Of course. I think all of our lives have changed, both humanly and practically. Before the pandemic, training depended on visiting newsrooms and being face-to-face with trainees. This helped us build more human bridges with journalists, identify the challenges that they faced at work, explore their different methods of working, and gain a general idea of how their institutions perform in order to suit training to their needs. Since COVID, it has been different. We are all sitting behind our screens. My training is usually interactive, it would include a bunch of activities, games, and questions. Now it’s different… It has been a process of converting human interaction into virtual platforms, which has a lot of challenges in itself. Sometimes for example, when training, I feel like I am unable to recognise participants’ reactions through their facial expressions, body language or the like, and a large number of them do not open the camera, so I feel like I am speaking to myself!
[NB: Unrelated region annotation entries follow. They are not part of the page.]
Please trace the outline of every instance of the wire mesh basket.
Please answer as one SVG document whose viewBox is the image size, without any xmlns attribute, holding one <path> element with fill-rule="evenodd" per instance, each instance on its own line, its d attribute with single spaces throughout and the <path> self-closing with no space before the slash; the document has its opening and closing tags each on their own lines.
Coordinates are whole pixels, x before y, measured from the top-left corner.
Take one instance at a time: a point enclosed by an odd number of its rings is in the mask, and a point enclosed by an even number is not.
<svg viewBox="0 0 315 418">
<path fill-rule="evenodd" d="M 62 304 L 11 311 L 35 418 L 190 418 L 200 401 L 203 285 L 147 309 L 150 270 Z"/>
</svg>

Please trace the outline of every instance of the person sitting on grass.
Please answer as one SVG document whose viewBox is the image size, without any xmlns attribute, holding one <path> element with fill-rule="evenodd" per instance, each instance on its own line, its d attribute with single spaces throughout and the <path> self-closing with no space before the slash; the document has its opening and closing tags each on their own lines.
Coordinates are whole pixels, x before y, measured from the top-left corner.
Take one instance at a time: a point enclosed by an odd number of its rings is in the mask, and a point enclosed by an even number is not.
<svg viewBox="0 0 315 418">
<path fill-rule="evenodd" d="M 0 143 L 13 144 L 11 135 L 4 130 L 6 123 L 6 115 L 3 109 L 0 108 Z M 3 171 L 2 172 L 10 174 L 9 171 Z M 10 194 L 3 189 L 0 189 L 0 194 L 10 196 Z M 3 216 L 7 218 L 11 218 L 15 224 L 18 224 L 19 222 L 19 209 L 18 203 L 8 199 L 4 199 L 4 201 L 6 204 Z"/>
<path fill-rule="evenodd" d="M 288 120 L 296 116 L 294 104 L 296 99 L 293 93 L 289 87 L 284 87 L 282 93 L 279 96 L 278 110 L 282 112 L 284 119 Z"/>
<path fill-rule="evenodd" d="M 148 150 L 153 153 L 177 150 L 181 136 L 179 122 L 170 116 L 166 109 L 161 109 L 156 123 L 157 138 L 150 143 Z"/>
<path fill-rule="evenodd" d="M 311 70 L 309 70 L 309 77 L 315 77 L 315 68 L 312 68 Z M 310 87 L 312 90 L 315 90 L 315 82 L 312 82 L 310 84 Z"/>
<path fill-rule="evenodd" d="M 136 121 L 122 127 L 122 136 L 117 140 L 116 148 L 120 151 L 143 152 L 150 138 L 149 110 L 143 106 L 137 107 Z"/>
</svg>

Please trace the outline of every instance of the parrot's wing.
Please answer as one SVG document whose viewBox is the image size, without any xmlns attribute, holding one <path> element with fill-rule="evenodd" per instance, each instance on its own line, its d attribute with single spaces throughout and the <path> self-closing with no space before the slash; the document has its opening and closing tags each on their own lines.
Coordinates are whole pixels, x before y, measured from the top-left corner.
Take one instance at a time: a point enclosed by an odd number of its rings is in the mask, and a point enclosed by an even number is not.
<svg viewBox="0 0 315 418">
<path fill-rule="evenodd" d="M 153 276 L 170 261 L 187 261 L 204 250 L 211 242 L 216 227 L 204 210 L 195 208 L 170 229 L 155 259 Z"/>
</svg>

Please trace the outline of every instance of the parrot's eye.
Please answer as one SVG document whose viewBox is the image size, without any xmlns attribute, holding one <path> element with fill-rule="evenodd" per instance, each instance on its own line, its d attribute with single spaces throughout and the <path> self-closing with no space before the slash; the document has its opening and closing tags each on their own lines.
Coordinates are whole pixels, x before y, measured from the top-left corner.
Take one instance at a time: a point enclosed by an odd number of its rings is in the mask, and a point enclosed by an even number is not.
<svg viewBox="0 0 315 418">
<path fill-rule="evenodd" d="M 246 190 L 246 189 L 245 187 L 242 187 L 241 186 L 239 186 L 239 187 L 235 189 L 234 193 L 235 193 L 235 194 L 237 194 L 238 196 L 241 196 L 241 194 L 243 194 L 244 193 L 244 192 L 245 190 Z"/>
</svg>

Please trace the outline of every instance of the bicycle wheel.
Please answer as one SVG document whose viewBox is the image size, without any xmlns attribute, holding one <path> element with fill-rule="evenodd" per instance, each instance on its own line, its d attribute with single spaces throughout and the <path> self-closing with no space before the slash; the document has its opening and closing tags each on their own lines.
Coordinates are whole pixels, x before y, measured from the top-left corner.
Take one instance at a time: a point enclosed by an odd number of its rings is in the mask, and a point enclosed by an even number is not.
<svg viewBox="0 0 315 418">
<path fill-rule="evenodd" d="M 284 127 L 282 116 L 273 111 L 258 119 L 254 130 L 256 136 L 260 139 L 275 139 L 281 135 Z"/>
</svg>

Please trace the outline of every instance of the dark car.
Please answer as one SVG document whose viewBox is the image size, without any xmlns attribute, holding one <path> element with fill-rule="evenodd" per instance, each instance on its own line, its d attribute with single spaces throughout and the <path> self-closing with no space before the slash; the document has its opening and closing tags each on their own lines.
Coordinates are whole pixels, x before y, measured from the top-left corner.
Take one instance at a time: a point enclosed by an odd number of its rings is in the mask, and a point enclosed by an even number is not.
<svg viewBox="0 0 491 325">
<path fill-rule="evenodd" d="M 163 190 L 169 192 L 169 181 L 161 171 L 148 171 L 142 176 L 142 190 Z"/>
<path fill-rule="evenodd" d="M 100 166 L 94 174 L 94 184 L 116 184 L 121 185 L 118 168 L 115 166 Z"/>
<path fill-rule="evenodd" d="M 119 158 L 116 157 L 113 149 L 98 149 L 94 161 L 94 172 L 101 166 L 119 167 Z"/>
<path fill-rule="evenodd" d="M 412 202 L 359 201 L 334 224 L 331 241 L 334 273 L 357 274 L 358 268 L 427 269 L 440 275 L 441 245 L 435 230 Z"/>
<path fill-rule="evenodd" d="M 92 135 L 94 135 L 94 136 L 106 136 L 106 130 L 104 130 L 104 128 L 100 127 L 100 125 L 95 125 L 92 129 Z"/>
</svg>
However, we must also be aware that the coming period will never be the same as before, and we have to start aligning our tools and training with the new era. This requires a different revolution in the field of training, especially through interactive virtual training.
How important is it for a journalist to develop their research and investigation skills?
A journalist is not a poet or a novelist. They are people responsible for conveying a reality that is taking place somewhere around the world, in a language that others understand. In order for us to achieve this, we must equip journalists with tools of research and investigation that help them understand the complete picture. Now, with so much information, fake news, rumours, and the speed at which information is spread through social media, the need for these tools has multiplied. Technology has come a long way in creating tools that help journalists carry out research, and despite its many difficulties, research has become such an important tool in journalism. Nowadays, a journalist who is unable to develop himself in terms of technical tools will find that journalistic experience and resources are insufficient in this competitive digital and interactive era, where the reader not only reads the news, but interacts with it through sound, image, touch and so on.
What is a set of tools that every journalist should know?
There are many important tools in a journalist’s work, and ultimately it depends on their specialty, but I think that research and verification tools in this climate are extremely important for all journalists. Some may be interested in data, others may be interested in maps, and others in multimedia, but I think what unites all journalists is the ability to search and verify. I would like to emphasise the issue of verification, because many journalists still feel that the topic is new to them – although it is old in the press. However, what is new is the technical approach to developing modern tools that help journalists verify photos, videos and statements, and stop the flow of fake news that we see everyday. I can also say that these tools are not only for journalists, but that all people should be introduced to them, because the task of stopping the spread of fake news is the responsibility of the whole world, not just journalists.
What advice do you have for Arab journalists?
I have a lot of advice for Arab journalists, and I’ll put it like this:
Read! Do not underestimate how important reading on different topics is. The press is what we call an interdisciplinary field; the field associated with all other fields. Good reading enhances good language, writing, style, and delivery to readers.
Experience is not enough these days, you should be ready and open to learning new things, especially in the technical field. Today’s internet is full of courses and videos on so many topics. Specialisation is good in writing, but I believe that journalists in this digital era must also be familiar with other aspects of digital work, such as attracting audiences and analysing data indicators, in order to be able to present the material that people are searching for in the right place, at the right time.
My advice for young journalists, especially those who have just finished studying and are preparing to enter the workplace is, firstly, that social media today has opened the path for many young people to offer different and unique content. This is beautiful, but do not get carried away behind the superficial content that does not have any human meaning. Create your identity with your own hands, and embark on the lengthy writing or in-depth photo reports that you can publish on your blogs or social media accounts. Follow your passion, and one day someone will pay attention to this passion, and you will find yourself where you want to be. Finally, and most importantly, do not be afraid of new experiences, they will inform you.
Many press institutions and journalists these days are looking for numbers: visits, clicks, etc. We must find other criteria for evaluating journalistic work. The number of visitors is undoubtedly important, but it must be accompanied by other criteria that indicates people’s interest in the quality of the press material.